At the ANU Drill Hall Gallery in Canberra there is an exhibition of carpets created in Afghanistan and its neighbouring countries over the last 40 years. The distinctive feature of these rugs is the inclusion of rockets, tanks, bombs, Hummers and lots of other armaments of war. I do not cry often in galleries but I came close in this exhibition. The tragedy and trauma of 40 years of invasion and occupation by large nations is visually woven into the traditional art form of rug making. The violence and brutality of war machinery pictured through the finely worked carpets I found confronting.
There is a gorgeous exhibition of artifacts of migrants to Australia at the Museum of Australian Democracy currently. The exhibition brings together stories, pictures, art works, photographs and other materials to tell fascinating stories of courage, bravery, loyalty and love woven through the migrant experience.
The stories are illuminated via belts, suitcases, glass artworks and lots of other treasures. One display has a roll of very large pictures of several generations in a refugee families. This exhibition has a focus on Jewish refugees whose stories have the added power of the intensity of their experience post World War Two.
Andrew Tenison created a striking set of black and white photos that respond to a WW2 negative he had found. The photographs are quite personal in the start black and white recreations that have a distinctively 40s vibe about the.
Each year the Casula Powerhouse hold an exhibition of works that are named as finalists in the Paramor Prize. The prize isnamed in honour of a local artist and seems to focus on adventurous multi-modal art. I love it because of the novelty and the way it challenges my thinking. Art is delivered via screens and other electronic devices, it emerges from sculptural and multi media approaches and there is still a representation of wall based two dimensional creations and all of it seems to stimulate and engage.
I do not put movies on this blog but I have included several samples of the varied art styles to give a sense of the exhibition.
The National Gallery brought together a set of works in their Australian area to reflect the great gifts and varieties of artists who recorded aspects of the experience of World War One.
The blurb for this reads: This powerful exhibition addresses wartime propaganda, front-line experience and remembrance through paintings, drawings and prints by Official War Artists, combatants and women. It also features a special focus on the remarkable artist Will Dyson.
The works range from standard historical recording of historical events and people to extremely brutal representations of the violence of war.
The National Library of Australia runs great historical document exhibitions. The Band Plays On was an exhibition that showed the sheet music and ephemera connected with World War One popular songs. The famous and popular songs are on the walls in the music etc.

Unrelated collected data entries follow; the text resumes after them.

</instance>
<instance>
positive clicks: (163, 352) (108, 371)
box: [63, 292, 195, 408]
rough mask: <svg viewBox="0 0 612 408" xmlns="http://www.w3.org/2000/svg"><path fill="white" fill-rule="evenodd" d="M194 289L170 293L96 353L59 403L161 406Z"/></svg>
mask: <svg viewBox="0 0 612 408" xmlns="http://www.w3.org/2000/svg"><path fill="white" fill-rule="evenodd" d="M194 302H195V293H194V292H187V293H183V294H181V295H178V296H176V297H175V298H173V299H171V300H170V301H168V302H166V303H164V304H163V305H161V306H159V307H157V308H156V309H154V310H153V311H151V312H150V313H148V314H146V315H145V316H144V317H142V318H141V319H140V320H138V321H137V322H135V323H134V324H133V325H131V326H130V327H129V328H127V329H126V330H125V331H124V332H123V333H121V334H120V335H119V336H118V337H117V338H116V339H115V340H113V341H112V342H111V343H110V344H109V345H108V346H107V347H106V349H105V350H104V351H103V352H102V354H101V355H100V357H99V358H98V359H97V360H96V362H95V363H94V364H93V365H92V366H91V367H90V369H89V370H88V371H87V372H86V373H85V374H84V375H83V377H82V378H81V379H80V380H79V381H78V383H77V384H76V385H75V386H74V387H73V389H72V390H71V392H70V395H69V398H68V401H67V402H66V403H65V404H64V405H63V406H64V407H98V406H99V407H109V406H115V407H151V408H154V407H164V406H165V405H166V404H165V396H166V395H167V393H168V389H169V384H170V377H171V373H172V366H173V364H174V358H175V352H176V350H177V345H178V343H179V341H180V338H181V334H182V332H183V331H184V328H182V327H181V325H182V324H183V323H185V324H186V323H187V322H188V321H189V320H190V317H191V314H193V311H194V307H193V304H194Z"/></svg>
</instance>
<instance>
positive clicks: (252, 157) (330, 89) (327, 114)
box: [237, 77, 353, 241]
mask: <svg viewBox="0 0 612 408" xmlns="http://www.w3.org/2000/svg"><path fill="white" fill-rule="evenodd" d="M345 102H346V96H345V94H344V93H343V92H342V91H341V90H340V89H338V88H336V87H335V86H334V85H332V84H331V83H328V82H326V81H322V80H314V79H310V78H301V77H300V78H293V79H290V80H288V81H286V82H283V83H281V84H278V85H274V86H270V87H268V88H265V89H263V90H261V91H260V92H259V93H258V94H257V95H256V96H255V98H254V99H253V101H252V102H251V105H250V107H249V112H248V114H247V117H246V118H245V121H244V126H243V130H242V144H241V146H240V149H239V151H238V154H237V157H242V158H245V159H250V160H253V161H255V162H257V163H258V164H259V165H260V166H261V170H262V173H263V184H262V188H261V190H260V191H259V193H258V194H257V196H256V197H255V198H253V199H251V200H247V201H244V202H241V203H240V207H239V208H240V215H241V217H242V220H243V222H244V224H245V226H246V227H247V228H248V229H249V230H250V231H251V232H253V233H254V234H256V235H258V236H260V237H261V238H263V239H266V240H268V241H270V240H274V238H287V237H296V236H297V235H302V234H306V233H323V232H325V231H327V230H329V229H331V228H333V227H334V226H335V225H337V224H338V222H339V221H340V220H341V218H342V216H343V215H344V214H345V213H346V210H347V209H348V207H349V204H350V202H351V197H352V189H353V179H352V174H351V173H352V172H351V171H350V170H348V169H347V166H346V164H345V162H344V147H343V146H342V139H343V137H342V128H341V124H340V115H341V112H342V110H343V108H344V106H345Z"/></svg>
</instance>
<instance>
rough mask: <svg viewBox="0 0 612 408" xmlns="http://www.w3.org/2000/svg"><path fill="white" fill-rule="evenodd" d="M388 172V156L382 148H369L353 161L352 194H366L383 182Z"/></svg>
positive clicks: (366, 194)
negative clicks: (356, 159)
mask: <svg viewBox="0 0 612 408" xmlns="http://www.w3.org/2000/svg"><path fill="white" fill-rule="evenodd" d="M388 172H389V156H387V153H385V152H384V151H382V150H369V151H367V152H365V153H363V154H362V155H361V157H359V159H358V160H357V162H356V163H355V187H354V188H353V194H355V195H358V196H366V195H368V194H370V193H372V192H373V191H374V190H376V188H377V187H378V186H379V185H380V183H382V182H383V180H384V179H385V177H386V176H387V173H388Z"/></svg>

An exhibition like this is uniquely able to give a sense of the sentiment at the time on issues such as nationalism.
The Australian War Memorial is a great collector, commissioner and exhibitor of art. Recently they have opened an exhibition that celebrates the contributions made by indigenous soldiers to Australia’s foreign wars. (The AWM is yet to acknowledge the war they waged domestically against the spreading Europeans taking their land.)
The exhibition is awash with marvelous art. There are paintings and woven material. There are abstract works, portraits, and war scenes. The history side is rich and personal with experiences and recollections woven between the historical narrative.
It is a marvelous exhibition and below I have included a few samples of the art works and the link to the web page below.
There is another element of the flood of commemoration of the Anzac myth in the upstairs gallery at the Australian Parliament. It is a collaborative display of commissioned prints. Each print takes a different perspective on the ANZAC experience. One looks like a ghostly pale reproduction of the roll of honour at the Australian War Memorial. Another picks up on the difficulty of communicating within the experience of war. The artist uses fragments of things which have a connection with Gallipoli and turn them into a code.
“The portfolio consists of 10 prints, one by each artist: Mike Parr (Aus), Fiona Jack (NZ), Megan Cope (Aus), Daniel Boyd (Aus), John Reynolds (NZ), Shane Cotton (NZ), Sangeeta Sandrasegar (Aus), Helen Johnson (Aus), Brett Graham (NZ), Sriwhana Spong (NZ).” (APH website link below)
The exhibition includes the print which is accompanied by a clear artist’s explanation of their take on the Gallipoli reflection. The project and the exhibition is from the Australian War Memorial. There are a sample of phone pics below to give a flavour of the exhibition. The link below is for the APH page for exhibitions.
I love it when artists bring to the fore elements of our world that we prefer to keep silent about. The US government created black sites in part of their over reaction to the attack on the twin towers and the Pentagon. Bits sneaked out and then were forgotten. Jess Higgins has portrayed the anonymous brutal nature by puting up on the wall large charcoal sketches that are indistinct enough to convey the de-personalised nature of the program.
The Queanbeyan Arts Centre hosted one of the many art exhibitions reflecting on events during the First World War. All the paintings are submitted by members of the very active Queanbeyan Arts Society. I have included some pictures and posters from the exhibition. The styles and contents are varied and engaging.